Hooker knew Sweets’ injury was a give and take sort of thing. His sight had been taken from him. But in exchange, he had been blessed with an enhanced ability to remember every song, artist, producer, and other liner note information about music. But he had also been cursed or gifted with another kind of sight—he could ‘see’ images. Sometimes they were just wild extraneous stuff he couldn’t attach to anything or anyone. Other times, they were very vivid and exact, meaningless to Sweets, but important to the person in the vision.
“What did you see, Sweets?”
Sweets sat stoically and then washed his hands over his face as if to clear his vision. “It was like Dorothy in the Wizard of Oz. She’s running here and there with her little dog. In the air, I could sense the dark bird or birds. They were chasing her. She knows they will kill her, but not yet. So she is searching for you...” He sat back in silence, his face blank. If he could see, Hooker would have said he was just staring.
“What else, Sweets?”
He slowly shook his head.
“What?”
“It doesn’t make sense.”
“What doesn’t?”
Sweets struggled. His voice was strained. “You had a big gun. A very big gun.”

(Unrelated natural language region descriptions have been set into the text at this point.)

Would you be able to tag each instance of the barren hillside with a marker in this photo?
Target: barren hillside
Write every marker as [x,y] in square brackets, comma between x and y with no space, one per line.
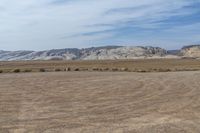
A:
[106,102]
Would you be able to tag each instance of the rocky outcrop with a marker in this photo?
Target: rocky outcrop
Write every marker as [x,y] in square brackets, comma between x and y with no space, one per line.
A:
[192,51]
[94,53]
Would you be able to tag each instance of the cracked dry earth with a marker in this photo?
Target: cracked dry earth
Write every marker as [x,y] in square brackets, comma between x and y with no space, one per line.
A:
[100,102]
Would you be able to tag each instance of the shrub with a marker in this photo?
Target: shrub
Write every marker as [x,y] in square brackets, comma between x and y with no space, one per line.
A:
[106,69]
[57,69]
[16,70]
[114,69]
[42,70]
[76,69]
[95,69]
[68,69]
[124,69]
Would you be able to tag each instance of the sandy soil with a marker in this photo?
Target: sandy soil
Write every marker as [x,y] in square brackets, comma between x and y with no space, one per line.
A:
[100,102]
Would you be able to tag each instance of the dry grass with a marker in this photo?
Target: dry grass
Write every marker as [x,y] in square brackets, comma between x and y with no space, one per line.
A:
[143,65]
[100,102]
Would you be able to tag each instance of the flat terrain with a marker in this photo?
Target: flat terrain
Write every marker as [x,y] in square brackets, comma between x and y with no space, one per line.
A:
[140,65]
[100,102]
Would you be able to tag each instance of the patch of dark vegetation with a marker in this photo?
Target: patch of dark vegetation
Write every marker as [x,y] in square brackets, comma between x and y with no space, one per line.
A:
[58,70]
[42,70]
[68,69]
[76,69]
[28,70]
[16,70]
[95,69]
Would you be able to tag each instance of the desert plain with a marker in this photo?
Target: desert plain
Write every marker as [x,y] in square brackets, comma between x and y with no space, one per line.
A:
[100,102]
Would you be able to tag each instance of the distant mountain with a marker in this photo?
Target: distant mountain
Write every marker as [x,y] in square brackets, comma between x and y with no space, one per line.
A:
[101,53]
[191,51]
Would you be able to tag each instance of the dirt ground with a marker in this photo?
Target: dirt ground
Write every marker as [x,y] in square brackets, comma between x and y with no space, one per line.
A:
[140,65]
[100,102]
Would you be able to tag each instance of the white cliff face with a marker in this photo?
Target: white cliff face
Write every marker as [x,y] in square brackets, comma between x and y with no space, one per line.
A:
[191,51]
[125,53]
[98,53]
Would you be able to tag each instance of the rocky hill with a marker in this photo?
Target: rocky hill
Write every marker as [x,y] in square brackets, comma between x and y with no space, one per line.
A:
[101,53]
[192,51]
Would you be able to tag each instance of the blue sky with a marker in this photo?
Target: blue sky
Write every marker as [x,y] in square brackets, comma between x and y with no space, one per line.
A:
[50,24]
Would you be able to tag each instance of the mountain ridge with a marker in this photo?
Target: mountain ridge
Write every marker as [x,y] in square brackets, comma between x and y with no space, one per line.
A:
[101,53]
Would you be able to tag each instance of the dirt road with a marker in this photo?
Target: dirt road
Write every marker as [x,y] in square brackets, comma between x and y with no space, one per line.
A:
[100,102]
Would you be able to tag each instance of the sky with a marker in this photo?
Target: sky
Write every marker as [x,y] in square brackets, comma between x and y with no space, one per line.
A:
[55,24]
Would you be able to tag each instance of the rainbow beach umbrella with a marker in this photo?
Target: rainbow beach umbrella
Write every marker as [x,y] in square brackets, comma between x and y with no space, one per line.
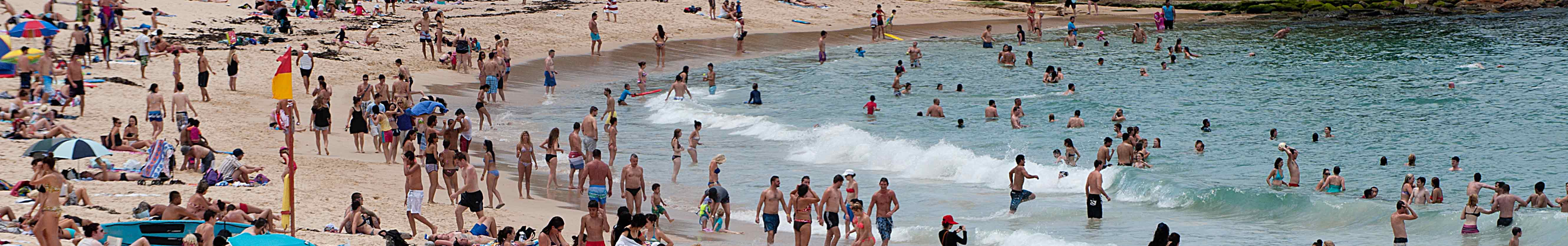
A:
[34,29]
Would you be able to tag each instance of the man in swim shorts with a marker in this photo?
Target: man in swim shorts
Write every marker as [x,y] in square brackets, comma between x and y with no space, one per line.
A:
[1093,189]
[598,179]
[1017,185]
[769,209]
[885,203]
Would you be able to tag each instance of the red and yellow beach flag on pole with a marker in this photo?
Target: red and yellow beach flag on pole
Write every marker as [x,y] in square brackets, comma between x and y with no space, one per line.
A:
[283,84]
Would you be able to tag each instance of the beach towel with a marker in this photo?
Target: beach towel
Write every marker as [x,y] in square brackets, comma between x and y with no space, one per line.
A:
[157,159]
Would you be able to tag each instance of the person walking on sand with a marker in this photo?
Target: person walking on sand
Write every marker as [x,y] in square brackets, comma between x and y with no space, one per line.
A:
[416,193]
[769,206]
[1017,185]
[549,73]
[1398,222]
[633,182]
[551,149]
[470,195]
[1093,189]
[598,178]
[885,203]
[524,154]
[156,110]
[595,44]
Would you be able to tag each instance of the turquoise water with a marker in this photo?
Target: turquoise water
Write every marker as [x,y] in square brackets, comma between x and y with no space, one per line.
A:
[1379,84]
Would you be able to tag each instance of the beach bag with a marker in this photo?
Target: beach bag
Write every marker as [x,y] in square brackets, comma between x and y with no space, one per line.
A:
[212,178]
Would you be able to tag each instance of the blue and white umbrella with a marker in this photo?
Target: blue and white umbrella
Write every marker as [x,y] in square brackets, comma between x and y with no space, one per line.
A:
[80,148]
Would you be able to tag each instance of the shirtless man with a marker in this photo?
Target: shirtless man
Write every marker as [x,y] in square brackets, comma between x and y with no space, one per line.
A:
[935,110]
[590,134]
[468,195]
[1125,151]
[1296,172]
[990,109]
[985,38]
[1006,57]
[633,181]
[1076,121]
[1539,200]
[156,110]
[1398,222]
[832,204]
[598,179]
[182,107]
[1104,153]
[593,226]
[1093,189]
[1017,185]
[887,203]
[1504,203]
[1473,189]
[769,209]
[1564,201]
[416,193]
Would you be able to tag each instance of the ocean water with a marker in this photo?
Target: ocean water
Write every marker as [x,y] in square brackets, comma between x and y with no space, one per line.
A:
[1379,84]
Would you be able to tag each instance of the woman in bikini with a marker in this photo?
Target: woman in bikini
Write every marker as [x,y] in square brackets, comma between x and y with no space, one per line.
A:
[659,48]
[863,236]
[524,165]
[675,145]
[1470,214]
[802,209]
[48,184]
[642,76]
[493,174]
[551,148]
[695,140]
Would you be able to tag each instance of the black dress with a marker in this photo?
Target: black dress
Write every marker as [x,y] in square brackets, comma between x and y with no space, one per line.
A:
[357,123]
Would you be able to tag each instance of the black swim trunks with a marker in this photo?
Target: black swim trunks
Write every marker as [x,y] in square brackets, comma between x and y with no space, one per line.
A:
[474,201]
[1093,207]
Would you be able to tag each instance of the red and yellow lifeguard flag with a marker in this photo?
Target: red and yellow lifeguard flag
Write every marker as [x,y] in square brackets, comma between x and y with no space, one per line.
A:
[283,84]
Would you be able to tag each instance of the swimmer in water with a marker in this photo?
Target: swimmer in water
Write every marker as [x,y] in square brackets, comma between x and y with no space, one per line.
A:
[1006,57]
[1076,121]
[935,110]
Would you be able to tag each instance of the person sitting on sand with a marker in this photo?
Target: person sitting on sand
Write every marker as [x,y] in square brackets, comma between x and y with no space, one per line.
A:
[233,170]
[358,218]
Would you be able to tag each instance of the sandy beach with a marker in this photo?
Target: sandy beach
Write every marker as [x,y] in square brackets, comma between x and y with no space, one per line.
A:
[237,120]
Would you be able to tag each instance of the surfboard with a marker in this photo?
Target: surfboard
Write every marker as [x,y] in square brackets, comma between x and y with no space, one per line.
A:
[164,232]
[647,93]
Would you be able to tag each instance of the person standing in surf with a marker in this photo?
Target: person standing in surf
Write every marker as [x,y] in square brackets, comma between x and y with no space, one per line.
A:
[549,74]
[1017,184]
[769,206]
[885,203]
[1093,190]
[1398,222]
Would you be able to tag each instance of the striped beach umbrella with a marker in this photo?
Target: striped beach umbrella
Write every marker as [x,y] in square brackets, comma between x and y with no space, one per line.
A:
[80,148]
[34,29]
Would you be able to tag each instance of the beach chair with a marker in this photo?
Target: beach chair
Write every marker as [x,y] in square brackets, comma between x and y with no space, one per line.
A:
[157,160]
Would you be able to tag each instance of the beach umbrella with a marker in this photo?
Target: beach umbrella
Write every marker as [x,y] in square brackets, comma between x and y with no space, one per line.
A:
[32,56]
[79,148]
[34,29]
[45,146]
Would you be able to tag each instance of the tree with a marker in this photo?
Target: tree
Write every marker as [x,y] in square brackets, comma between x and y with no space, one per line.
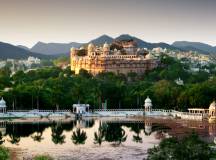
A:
[188,148]
[79,137]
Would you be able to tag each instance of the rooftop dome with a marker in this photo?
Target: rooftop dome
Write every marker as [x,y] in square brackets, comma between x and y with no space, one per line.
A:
[81,48]
[212,106]
[106,45]
[149,56]
[2,103]
[91,46]
[73,49]
[148,100]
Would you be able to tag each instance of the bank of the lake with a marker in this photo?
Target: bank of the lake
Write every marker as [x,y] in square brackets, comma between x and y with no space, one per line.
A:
[122,138]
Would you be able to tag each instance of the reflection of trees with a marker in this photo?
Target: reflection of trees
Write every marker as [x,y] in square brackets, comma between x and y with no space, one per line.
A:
[99,136]
[1,139]
[115,133]
[160,135]
[137,130]
[14,139]
[57,132]
[37,137]
[79,137]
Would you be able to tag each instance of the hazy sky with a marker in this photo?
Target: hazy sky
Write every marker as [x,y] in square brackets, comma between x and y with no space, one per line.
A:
[29,21]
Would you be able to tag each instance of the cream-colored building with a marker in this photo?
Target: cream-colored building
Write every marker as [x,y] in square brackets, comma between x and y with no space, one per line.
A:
[103,59]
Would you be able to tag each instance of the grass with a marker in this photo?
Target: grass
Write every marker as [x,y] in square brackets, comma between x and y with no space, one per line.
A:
[43,157]
[4,153]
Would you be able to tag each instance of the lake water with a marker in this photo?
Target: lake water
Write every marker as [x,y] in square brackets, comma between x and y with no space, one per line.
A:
[97,139]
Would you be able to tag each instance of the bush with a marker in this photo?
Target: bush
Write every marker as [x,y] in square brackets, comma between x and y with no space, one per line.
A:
[188,148]
[43,157]
[4,153]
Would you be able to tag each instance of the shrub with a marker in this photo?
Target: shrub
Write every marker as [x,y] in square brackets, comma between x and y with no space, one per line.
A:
[43,157]
[4,153]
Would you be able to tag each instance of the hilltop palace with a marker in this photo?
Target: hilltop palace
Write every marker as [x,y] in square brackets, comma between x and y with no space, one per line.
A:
[125,60]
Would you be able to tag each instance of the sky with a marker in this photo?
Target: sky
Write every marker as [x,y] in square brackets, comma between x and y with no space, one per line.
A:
[25,22]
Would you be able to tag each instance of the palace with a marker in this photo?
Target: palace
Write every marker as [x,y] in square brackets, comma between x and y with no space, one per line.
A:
[126,59]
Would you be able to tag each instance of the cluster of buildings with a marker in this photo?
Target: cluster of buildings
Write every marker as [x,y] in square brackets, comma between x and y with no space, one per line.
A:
[196,61]
[125,60]
[24,64]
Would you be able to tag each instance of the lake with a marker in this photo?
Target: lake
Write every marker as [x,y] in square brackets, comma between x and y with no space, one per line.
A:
[99,138]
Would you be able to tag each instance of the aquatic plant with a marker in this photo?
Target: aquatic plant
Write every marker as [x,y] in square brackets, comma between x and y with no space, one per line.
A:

“Betsy. My sawed-off twelve-gauge.”
Sweets thought a moment. “Maybe.”
“I protected her.”
“No.” He shook his head. “You shot her... and she smiled. Then the whole area just turned to flames and exploded.”
“You mean exploded and then turned to flames?”
“No. Everywhere was one big fireball… and then there was an explosion.” He leaned toward Hooker. Danny was frowning as he watched his brother. He had seen this intensity overcome Sweets before.
“I told you it didn’t make sense.”
Hooker shook his head. “No. What does not make sense is me shooting Sissy.”
Danny growled at Hooker. “I told you before not to call her by that name.”
Hooker ignored Danny’s anger.
“It’s what I saw. You shot them both, her and the dog. And she smiled when you did it. It was like a relief. You were setting her free.”
“Death is not freedom,” Hooker growled.
Danny growled reflectively. “It is to someone who is truly committing suicide.”